What about the effects of lactic acid?

Lactic acid buildup is often blamed as the culprit in the soreness we feel the day after an intense workout, but it has nothing to do with the misery and pain.

Lactic acid buildup only occurs with acute muscle soreness (which is often the case for more sport specific type of conditioning, and it goes away either immediately after the workout or within a few hours of the workout.

Therefore, traditional methods to relieve acute muscle soreness, like stretching and icing, are not very effective for relieving DOMS.

DOMS is actually more of a response to the damage done to the muscles and not so much the buildup of lactic acid like with acute muscle soreness.

Here is the trap: You’re doing very well with your training plan and feeling good. Had a great training session, and you’re ready for the next day… when a bout with DOMS becomes a major roadblock.

When your suffering from DOMS, you have a reduced ability to produce force. This translates to losing some strength and range of motion. The strength will slowly start to return after a few days, but it can be very difficult to push yourself.

Therefore, it is important to give yourself recovery time or to alternate muscle groups. To make gains in training, it is important to prevent or at least minimize DOMS. The best way to do this is to start slowly with new movements and exercises and gradually increase intensity during the first few weeks.
For a strong, well-conditioned athlete there is some benefit to going all out and being sore, but for newbies and mere mortals, this is not usually a good idea. Another issue with DOMS is that the decreased muscle strength can mess with form, which can lead to further injury.

Many body builders, professional athletes, and even casual gym attendees like to live by the classic “no pain, no gain” philosophy, or at least to pretend to not feel the pain (rolls eyes). But it’s important to understand what your pain is trying to tell you and why.

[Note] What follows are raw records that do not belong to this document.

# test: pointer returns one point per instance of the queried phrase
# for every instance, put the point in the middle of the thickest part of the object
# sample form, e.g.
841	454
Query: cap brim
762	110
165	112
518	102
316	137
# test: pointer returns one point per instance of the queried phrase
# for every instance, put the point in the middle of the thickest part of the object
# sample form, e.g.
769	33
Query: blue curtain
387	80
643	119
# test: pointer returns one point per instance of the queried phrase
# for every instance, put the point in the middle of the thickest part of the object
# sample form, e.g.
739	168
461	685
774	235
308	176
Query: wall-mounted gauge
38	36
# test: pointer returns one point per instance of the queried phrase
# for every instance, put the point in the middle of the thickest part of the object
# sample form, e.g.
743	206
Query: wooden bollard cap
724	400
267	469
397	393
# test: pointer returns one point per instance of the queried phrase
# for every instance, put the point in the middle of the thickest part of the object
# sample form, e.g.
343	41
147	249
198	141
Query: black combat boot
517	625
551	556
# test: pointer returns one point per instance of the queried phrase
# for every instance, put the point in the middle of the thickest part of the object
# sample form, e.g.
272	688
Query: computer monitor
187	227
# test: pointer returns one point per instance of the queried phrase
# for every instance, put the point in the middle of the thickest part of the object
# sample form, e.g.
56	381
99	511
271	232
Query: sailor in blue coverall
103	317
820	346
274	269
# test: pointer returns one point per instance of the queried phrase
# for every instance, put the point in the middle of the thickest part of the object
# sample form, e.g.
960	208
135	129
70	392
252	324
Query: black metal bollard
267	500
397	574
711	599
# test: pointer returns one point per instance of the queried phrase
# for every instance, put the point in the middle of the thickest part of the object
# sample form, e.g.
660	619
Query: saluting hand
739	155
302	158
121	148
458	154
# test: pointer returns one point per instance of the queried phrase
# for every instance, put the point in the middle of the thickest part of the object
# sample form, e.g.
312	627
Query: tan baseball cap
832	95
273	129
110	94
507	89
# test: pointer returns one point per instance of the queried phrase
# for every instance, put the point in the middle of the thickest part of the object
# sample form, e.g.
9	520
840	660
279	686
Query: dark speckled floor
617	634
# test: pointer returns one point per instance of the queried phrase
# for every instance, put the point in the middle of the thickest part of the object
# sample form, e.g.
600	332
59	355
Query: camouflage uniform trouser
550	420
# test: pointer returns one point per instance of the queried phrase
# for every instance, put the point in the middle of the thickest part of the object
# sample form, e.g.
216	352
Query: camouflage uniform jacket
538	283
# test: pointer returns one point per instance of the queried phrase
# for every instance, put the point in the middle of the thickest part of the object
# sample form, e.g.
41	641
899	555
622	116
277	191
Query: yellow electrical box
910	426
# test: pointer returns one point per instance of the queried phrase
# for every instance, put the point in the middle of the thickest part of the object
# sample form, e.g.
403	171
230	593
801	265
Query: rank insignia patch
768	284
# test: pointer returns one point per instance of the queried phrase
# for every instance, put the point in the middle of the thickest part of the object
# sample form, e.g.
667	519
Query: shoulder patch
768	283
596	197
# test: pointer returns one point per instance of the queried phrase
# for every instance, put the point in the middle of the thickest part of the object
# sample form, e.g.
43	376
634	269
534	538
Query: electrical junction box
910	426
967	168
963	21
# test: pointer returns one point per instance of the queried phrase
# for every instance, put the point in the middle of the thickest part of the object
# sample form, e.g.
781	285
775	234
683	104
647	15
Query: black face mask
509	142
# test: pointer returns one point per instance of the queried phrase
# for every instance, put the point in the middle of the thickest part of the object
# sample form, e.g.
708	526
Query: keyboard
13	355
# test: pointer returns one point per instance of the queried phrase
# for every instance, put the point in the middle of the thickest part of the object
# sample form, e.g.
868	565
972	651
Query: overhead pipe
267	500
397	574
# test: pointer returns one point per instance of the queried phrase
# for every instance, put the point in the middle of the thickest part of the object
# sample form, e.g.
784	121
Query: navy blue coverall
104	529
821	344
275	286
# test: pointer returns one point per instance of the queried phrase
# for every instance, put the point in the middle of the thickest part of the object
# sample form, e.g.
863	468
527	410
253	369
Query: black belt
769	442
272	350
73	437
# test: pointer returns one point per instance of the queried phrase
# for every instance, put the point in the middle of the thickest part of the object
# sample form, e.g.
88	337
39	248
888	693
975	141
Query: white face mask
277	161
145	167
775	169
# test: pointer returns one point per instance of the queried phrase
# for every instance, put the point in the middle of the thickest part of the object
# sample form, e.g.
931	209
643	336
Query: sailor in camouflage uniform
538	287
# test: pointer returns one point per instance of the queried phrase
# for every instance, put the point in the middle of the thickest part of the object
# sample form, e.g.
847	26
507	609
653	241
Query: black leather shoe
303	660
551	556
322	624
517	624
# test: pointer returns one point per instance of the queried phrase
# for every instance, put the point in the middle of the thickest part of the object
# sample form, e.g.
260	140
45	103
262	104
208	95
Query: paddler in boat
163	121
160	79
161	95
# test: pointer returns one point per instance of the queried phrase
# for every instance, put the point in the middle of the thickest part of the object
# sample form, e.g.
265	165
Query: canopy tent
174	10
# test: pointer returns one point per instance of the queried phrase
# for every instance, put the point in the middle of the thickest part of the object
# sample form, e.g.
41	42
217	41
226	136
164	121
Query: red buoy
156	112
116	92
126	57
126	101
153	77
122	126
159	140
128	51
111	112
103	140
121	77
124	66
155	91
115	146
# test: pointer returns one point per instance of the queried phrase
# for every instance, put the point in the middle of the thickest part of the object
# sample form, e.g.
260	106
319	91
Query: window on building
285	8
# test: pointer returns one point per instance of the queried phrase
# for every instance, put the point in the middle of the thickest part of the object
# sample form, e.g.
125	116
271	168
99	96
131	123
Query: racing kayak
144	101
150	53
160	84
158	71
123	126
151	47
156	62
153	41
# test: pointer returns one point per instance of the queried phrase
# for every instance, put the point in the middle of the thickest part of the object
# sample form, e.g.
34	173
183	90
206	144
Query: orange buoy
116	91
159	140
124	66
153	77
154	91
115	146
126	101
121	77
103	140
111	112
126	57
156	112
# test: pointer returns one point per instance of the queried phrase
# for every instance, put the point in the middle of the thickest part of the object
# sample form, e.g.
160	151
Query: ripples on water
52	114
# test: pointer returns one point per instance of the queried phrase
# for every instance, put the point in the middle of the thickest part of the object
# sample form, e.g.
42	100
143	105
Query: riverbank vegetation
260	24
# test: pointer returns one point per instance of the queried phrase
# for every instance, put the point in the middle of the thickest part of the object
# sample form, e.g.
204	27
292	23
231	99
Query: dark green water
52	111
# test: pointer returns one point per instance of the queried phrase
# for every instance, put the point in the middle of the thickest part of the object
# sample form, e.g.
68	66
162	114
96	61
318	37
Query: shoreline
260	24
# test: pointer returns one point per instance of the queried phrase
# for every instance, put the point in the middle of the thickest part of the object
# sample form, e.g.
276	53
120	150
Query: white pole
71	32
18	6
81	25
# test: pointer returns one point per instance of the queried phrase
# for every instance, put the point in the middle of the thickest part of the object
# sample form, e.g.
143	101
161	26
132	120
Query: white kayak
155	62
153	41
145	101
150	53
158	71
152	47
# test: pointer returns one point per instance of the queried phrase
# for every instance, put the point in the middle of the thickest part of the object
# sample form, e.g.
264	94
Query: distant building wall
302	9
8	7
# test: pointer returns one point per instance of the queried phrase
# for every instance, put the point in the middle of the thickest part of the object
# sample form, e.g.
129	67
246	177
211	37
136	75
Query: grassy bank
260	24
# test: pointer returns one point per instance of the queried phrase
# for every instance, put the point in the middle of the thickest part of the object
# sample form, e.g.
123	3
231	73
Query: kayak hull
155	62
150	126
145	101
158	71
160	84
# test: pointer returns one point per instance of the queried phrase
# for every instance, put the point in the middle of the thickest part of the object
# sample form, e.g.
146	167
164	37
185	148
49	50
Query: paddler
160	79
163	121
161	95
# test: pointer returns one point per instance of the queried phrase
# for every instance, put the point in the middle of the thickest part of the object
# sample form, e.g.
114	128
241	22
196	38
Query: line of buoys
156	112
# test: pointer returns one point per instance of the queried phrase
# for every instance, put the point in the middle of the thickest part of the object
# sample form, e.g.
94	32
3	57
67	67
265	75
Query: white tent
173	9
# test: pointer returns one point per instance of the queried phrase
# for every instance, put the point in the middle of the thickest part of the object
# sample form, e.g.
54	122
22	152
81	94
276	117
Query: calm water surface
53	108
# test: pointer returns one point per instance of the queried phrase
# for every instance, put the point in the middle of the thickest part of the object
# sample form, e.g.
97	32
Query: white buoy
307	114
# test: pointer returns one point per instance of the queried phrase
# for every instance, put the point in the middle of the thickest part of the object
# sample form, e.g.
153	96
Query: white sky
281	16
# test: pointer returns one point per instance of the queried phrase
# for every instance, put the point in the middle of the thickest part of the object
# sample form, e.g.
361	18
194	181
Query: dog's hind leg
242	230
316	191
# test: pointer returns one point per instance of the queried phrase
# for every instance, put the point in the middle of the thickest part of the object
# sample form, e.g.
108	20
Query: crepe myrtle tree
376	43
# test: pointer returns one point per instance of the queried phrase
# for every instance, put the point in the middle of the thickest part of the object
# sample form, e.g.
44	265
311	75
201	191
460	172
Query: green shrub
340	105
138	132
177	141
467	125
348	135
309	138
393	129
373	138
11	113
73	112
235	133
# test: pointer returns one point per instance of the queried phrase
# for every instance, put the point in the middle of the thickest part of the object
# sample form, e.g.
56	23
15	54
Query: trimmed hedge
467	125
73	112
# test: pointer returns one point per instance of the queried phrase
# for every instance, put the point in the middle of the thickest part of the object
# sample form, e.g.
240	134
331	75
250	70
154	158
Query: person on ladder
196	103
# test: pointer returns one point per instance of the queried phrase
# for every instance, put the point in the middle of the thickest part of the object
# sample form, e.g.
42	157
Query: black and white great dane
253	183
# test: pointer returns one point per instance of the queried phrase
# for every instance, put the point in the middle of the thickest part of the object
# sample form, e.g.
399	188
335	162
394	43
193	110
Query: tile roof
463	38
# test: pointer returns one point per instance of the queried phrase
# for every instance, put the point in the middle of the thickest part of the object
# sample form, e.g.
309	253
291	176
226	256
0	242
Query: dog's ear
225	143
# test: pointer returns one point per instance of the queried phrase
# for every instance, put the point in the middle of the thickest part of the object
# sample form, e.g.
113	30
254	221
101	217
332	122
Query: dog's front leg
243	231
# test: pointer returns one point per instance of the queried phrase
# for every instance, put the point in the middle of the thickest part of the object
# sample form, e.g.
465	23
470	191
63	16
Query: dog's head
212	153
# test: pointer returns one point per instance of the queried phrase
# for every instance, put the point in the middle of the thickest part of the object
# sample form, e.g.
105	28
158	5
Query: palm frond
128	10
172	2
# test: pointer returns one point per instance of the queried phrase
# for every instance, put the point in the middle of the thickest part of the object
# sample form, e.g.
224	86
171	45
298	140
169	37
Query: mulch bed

While DOMS is usually not a good thing, it also isn’t all bad. Muscle soreness may be a sign that something in a workout went wrong, such as improper form and inappropriate progression, like trying to lift a weight that is way too heavy. You could then consider DOMS to be a protective mechanism telling you to practice better form the next time you perform a certain movement. Another side benefit is that your muscles will be better prepared for those same moves in subsequent workouts.

However, when DOMS has you in its grips, it can mess up form, halt workout progression, and even cancel entire days of planned fitness sessions. In other words, this kind of pain can be counterproductive and in fact, lead to no gain. Pain is only temporary.

While you recover from the soreness, you should still stay active and do low-intensity workouts such as walking and yoga. Anything that doesn't put a heavy load back on the affected muscles is ideal. Of course, sometimes you are just too sore to be effective or follow proper form; sometimes you just need a rest day(a practice we preach with EVERY client we work with).